Bob Smethurst's wonderful attitude towards these incredible records of a past conflict is only tempered somewhat by the thought of how little they must have been valued by others and how many more fascinating documents were not saved from the incinerator in all those years. It's desperately sad to think of a family cold-bloodily disposing of an individual's life history, not stopping to think that it in fact contributes to the history of our whole society.
Thankfully these days more and more people are thinking like Mr Smethurst, as his comment about the increased value of the photos suggests! Whether that is merely due to the centenary of the First World War, or other factors as well, I wouldn't like to guess (although I certainly hope it's more than that). I do get the feeling that people are becoming more suitably reverential about our past - but of course it has always been so for us nostalgists!

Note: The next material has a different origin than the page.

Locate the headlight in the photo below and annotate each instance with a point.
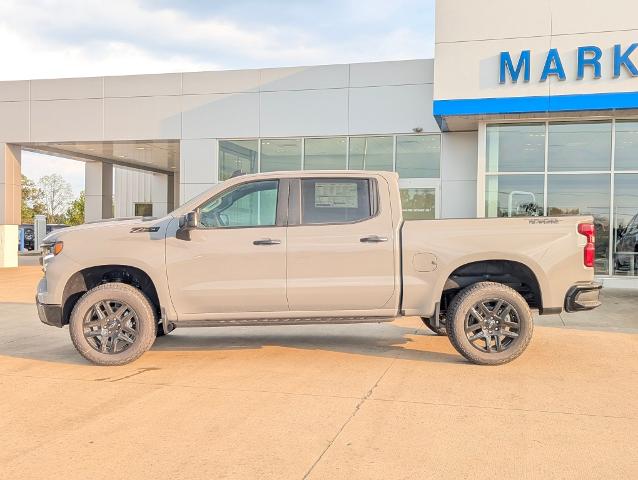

Even so there is still far too much evidence of a disregard for historical items and records such as photographs or letters, not just in Britain but elsewhere. How many times have we seen and commented on stories such as this, of treasure troves being found in skips and the like? I would hope that things will be better for Second World War veterans and not, as Mr Smethurst thinks, the same again but the evidence is sadly still there. In my own [fairly recent] experience it was seeing the little bungalow - unchanged for 60 years and complete with 1950s MG saloon still parked outside - the home of an elderly local lady, who had either died or moved into care, stripped of its contents (piled up in the front garden) and eventually demolished to make way for 4 houses. I've said before that I'm all for progress, but not at the expense of our history.
In this happy case however a huge number of important photographs and records of the First World War have been saved for future generations. I would like to think that any museum would give their eye teeth to have them in their collection, especially in this centenary year, but either way their future safety seems assured. I hope that whatever Mr Smethurst decides to do with them they will continue to be highly valued and once again it begs the question "what else is still out there?"